HaXml does some well-formedness checks (mismatched end-tags,
doesn't look like it handles duplicate attribute values though.)
The XML Toolbox does WF checking and validation.


> 4. Validation is not required for my application.
>
> >As far as HXML goes, I have a rough sketch of an
> >implementation of XML namespace support, not yet
> >finished or released.  (This is a somewhat thorny
> >problem; implementing XMLNS is not hard, but implementing
> >it in a sane way requires some ingenuity.)
>
> I was looking at HXML yesterday, and it has the great advantage that I feel
> I can understand it well enough to tinker.  And the code looks clean to my
> Haskell-inexperienced eye.  The main drawback is the lack of
> well-formedness checking, but think I could live with that, at least for
> prototyping purposes.
>
> I think your presentation of an XML parse as a tree of XMLNodes closely
> matches what I want to do.  Would it make sense to add a new node
> constructor indicating a syntax error?


That's a good idea.  There's something similar in the
[XMLEvent] representation (HXML's lazy functional equivalent
of SAX).  ErrorEvents presently turn into hard errors when the
tree is built, but a separate XMLNode type for errors would
allow these to be propagated into the Tree view without
introducing unnecessary strictness.


> I also thought briefly about adding namespace support, and contemplated
> replacing your
>
>     type Name = String    -- from memory, maybe not exactly right?
>
> with something like
>
>     data Name = QName String String
>
> where the two strings would be namespace URI and local name
> respectively.

That's what most XML toolkits do (i.e., treat Names
as URI + local-name pairs).  I don't think this is
the best way to do things though; this can lead to
monstrosities like:

    case nodeName node of
	QName "http://www.w3.org/1999/xhtml" "p" -> ...
	QName "http://www.w3.org/1999/xhtml" "h1" -> ...
	QName "http://www.w3.org/1999/xhtml" "pre" -> ...

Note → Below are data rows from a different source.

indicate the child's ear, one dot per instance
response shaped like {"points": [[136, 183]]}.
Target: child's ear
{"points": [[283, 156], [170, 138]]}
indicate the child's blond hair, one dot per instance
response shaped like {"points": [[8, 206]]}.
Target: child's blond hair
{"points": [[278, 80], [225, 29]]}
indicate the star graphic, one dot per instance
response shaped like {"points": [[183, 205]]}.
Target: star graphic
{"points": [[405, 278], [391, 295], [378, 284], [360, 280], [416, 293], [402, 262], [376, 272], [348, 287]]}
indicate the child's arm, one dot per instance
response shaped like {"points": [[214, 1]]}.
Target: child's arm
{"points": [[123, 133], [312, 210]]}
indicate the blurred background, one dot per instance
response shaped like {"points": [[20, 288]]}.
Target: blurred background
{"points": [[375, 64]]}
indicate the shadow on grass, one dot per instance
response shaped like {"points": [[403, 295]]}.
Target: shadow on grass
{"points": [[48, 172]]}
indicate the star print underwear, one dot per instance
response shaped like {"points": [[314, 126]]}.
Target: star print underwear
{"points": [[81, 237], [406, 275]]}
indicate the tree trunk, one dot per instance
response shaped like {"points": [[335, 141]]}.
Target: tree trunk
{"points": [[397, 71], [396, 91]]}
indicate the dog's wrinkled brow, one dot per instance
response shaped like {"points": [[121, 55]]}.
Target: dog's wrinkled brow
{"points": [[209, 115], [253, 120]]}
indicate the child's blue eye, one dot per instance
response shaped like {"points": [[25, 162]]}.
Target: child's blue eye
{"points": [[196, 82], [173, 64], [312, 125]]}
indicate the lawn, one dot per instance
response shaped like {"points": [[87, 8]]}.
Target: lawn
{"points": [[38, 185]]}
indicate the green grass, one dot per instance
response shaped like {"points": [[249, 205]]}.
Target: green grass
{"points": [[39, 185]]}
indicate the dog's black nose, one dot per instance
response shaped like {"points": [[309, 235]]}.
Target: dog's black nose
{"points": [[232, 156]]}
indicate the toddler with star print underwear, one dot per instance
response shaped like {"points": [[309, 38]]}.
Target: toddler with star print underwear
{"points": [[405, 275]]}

This can be simplified, of course, but it's really much
easier if you can treat names as atomic strings (just 
like in SGML and in pre-Namespaces XML):

    case nodeName node of
	"html:p" -> ...
	"html:h1" -> ...
	"html:pre" -> ...

The approach I'm thinking of is to let the application programmer
define an "internal" namespace environment, then rewrite
element and attribute names in the parsed document to
use the locally-defined prefixes.


> I haven't yet figured what the cascading effects of such a
> change might be.   Better, maybe, I define a new XMLnode type that uses
> QName instead of Name, and write a function to translate a (Tree XMLNode)
> to a (Tree XMLQNode)?  That keeps things cleanly separated.

Another approach is to parameterize XMLNode on the type
of names (XMLNode String vs. XMLNode QName).  Or, you
could store the namespace name and local name using
James Clark's notation, "{http://www.w3.org/1999/xhtml}p"

> BTW, do you have a test suite for your parser?  (I've found the HUnit
> library to be very useful, and easily transferred my previous experience
> with JUnit.)

No, but I really should.  Another one for the TODO list :-)


--Joe English

  jenglish@flightlab.com